Issue with QNSPSA Optimizer and Qiskit's Fake Backend Noise Model

Dear PennyLane Team,

I was following the tutorial on the PennyLane website, “How to import noise models from Qiskit”, and I’m really excited about using noise models from Qiskit’s FakeBackend in my experiments. While the SPSA optimizer works perfectly, I encountered an issue when trying to use the QNSPSA optimizer.

I’m getting the following error:
IndexError: too many indices for array: array is 0-dimensional, but 1 were indexed

I’d greatly appreciate any guidance or suggestions on how to resolve this issue. Thanks a lot in advance for your help!

Best regards,

# import pennylane as qml
from pennylane import numpy as np

from qiskit_aer.noise import NoiseModel
from qiskit.providers.fake_provider import GenericBackendV2

# ====================
# Qiskit Noise Model
# ====================
n_qubits = 2
shots = 8192

# Create a fake backend with noise
backend = GenericBackendV2(num_qubits=n_qubits, seed=42)
noise_model = NoiseModel.from_backend(backend)
print("Qiskit Noise Model:\n", noise_model)

# PennyLane device with Qiskit noise
dev_noisy = qml.device("qiskit.aer", wires=n_qubits, shots=shots, noise_model=noise_model)

# ============================
# Define Hamiltonian (VQE)
# ============================

# Simple Ising Hamiltonian: H = Z0 Z1 + X0 + X1
H = qml.Hamiltonian(
    [1.0, 1.0, 1.0],
    [qml.PauliZ(0) @ qml.PauliZ(1), qml.PauliX(0), qml.PauliX(1)]
)

# ================================
# Variational Ansatz Circuit
# ================================

def variational_ansatz(params, wires):
    for i in range(len(wires)):
        qml.RY(params[i], wires=wires[i])
    qml.CNOT(wires=[0, 1])

# ===============================
# Cost Function (VQE Expectation)
# ===============================

@qml.qnode(dev_noisy)
def cost_fn(params):
    variational_ansatz(params, wires=range(n_qubits))
    return qml.expval(H)

# ===========================
# Run VQE with SPSA and QNSPSA
# ===========================

# Initialize random parameters
np.random.seed(42)
params_spsa = np.random.uniform(-np.pi, np.pi, n_qubits)
params_qnspsa = np.copy(params_spsa)

# SPSA Optimizer
opt1 = qml.SPSAOptimizer(maxiter=100)
# QNSPSA Optimizer
opt2 = qml.QNSPSAOptimizer(stepsize=0.01)

# Track energy
energy_spsa = []
energy_qnspsa = []

# Run SPSA Optimization
print("\nRunning SPSA Optimization:")
for i in range(100):
    params_spsa = opt1.step(cost_fn, params_spsa)
    curr_energy = cost_fn(params_spsa)
    energy_spsa.append(curr_energy)
    if i % 10 == 0:
        print(f"SPSA Iteration {i}: Energy = {curr_energy:.6f}")

# Run QNSPSA Optimization
print("\nRunning QNSPSA Optimization:")
for i in range(100):
    params_qnspsa = opt2.step(cost_fn, params_qnspsa)
    curr_energy = cost_fn(params_qnspsa)
    energy_qnspsa.append(curr_energy)
    if i % 10 == 0:
        print(f"QNSPSA Iteration {i}: Energy = {curr_energy:.6f}")

# Final results
print("\nFinal Energies:")
print(f"SPSA Final Energy: {energy_spsa[-1]:.6f}")
print(f"QNSPSA Final Energy: {energy_qnspsa[-1]:.6f}")

Hi @QuantumH ,

Unfortunately QNSPSA works by calculating a metric tensor, and this doesn’t work together with noise models. Are you able to use other differentiation methods, different from QNSPSA or QNGO?

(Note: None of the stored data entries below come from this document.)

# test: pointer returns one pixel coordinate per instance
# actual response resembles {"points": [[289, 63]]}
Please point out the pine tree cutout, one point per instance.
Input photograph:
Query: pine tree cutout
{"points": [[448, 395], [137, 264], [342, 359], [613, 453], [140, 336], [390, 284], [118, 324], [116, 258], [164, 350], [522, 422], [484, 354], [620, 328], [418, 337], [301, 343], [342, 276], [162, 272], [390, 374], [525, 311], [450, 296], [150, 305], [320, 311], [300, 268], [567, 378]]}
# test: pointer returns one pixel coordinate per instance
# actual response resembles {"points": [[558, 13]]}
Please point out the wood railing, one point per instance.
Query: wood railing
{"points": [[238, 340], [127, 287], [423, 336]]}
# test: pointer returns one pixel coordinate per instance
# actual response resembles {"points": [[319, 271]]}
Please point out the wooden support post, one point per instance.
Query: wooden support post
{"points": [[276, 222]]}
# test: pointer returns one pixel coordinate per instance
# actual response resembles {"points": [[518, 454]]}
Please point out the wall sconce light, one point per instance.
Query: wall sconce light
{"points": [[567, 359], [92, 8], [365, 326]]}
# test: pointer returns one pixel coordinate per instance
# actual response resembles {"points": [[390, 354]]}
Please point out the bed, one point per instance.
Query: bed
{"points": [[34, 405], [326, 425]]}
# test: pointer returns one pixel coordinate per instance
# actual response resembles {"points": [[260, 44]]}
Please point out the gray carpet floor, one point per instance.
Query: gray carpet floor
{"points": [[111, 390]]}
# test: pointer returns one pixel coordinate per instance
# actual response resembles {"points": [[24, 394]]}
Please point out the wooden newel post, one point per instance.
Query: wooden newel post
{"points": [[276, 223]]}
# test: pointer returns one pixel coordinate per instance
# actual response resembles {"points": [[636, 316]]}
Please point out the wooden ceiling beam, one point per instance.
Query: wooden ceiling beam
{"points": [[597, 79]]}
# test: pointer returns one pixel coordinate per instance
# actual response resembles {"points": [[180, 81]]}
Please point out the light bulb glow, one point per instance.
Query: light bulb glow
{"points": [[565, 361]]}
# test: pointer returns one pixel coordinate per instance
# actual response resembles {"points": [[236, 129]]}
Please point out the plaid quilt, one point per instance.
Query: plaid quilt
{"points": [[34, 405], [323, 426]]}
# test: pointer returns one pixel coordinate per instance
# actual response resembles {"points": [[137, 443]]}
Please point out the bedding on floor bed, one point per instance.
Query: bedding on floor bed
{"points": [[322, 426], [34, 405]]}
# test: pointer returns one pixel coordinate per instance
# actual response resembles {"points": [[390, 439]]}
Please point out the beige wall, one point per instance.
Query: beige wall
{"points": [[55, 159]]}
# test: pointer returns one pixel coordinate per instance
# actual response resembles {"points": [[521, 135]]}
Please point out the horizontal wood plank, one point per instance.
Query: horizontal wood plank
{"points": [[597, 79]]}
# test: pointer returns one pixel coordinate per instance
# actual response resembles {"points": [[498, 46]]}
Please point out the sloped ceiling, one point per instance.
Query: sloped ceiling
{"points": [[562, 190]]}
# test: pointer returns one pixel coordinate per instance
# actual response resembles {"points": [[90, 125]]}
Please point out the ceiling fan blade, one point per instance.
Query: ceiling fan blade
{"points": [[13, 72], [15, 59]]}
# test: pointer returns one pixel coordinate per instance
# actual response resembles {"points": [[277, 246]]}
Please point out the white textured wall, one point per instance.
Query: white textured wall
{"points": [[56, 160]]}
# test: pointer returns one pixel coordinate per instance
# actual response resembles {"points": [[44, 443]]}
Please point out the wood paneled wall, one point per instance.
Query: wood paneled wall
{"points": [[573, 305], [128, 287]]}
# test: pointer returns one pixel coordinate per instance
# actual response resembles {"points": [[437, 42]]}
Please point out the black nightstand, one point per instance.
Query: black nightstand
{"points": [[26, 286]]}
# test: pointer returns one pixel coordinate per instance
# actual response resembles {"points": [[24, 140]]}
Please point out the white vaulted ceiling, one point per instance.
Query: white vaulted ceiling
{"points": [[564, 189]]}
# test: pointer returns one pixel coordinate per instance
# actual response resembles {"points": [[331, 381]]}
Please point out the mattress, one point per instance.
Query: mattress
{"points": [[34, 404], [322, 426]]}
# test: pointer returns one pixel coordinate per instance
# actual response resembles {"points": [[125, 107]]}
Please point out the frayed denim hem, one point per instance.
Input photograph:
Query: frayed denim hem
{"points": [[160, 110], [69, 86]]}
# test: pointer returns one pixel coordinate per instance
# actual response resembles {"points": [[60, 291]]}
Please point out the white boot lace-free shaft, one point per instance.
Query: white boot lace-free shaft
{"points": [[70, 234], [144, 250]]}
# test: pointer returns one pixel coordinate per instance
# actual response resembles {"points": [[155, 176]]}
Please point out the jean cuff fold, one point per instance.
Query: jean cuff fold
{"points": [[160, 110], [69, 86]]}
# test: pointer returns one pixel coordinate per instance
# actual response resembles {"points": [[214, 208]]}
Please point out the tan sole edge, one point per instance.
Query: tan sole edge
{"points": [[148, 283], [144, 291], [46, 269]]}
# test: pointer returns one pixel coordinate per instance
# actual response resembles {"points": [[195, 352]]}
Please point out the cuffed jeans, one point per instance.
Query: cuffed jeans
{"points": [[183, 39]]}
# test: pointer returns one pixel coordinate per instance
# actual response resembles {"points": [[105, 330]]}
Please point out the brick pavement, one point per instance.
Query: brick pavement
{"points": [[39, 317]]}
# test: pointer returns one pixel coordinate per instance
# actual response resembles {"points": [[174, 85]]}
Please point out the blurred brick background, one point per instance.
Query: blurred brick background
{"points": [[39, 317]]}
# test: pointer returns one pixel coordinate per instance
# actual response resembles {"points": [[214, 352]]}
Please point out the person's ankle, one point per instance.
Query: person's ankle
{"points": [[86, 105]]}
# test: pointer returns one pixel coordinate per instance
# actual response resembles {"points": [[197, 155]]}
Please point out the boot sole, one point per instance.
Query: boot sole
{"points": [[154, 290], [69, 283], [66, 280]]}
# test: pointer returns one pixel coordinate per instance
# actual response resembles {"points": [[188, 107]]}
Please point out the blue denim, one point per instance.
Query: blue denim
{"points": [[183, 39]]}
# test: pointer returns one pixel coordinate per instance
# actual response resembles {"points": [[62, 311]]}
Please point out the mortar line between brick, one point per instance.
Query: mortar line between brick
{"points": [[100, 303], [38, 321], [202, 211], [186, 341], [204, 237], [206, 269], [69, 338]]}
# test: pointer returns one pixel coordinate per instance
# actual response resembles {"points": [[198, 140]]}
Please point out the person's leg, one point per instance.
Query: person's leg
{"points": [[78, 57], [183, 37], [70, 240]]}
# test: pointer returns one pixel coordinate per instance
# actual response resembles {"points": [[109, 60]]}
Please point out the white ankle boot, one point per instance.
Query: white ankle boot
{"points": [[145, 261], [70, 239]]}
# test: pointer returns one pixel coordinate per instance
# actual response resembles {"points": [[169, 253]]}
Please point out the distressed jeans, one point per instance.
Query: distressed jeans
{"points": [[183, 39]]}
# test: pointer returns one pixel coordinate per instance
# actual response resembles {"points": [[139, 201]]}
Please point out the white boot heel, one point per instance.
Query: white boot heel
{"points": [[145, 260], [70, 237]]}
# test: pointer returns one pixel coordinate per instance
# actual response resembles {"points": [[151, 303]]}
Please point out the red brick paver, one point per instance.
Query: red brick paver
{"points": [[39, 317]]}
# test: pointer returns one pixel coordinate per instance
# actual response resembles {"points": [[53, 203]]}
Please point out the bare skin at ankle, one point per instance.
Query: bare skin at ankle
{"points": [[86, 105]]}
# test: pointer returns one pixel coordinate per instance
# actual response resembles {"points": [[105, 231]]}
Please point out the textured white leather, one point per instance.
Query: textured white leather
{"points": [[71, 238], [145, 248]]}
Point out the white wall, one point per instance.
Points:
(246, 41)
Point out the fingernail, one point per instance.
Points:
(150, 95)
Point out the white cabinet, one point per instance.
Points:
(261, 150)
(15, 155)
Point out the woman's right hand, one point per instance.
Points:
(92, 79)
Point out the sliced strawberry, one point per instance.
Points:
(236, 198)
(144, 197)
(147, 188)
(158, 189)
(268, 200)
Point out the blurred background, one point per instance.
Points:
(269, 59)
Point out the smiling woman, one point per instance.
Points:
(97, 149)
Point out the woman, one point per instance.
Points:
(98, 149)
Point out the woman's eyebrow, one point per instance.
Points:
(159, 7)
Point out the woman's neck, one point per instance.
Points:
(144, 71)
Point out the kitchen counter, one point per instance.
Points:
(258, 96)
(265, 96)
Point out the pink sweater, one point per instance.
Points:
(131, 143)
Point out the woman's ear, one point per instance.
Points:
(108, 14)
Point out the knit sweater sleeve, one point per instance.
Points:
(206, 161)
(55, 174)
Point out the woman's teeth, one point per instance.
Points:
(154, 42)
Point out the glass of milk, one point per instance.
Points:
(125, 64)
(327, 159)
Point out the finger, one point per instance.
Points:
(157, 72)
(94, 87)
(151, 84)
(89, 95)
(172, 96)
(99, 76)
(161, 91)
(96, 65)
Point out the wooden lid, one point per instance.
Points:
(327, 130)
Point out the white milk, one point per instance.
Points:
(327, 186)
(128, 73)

Thanks, CatalinaAlbornoz. In my project, I should use QNG and QNSPSA.

I see @QuantumH .

There may be a way to hack this into working, but this isn’t straightforward.

You can define a custom gradient transform (e.g., by inheriting from the param-shift transform) that returns quantum_gradient(tape) * metric_tensor(tape). Then, in your QNode you can set diff_method=custom_qngrad , and use standard GradientDescent optimization.

If you haven’t worked with metric tensors before then you may want to start by looking at qml.metric_tensor and testing how to use it for simple circuits before trying to use it for more complicated ones.

If you test this out please let us know if it works!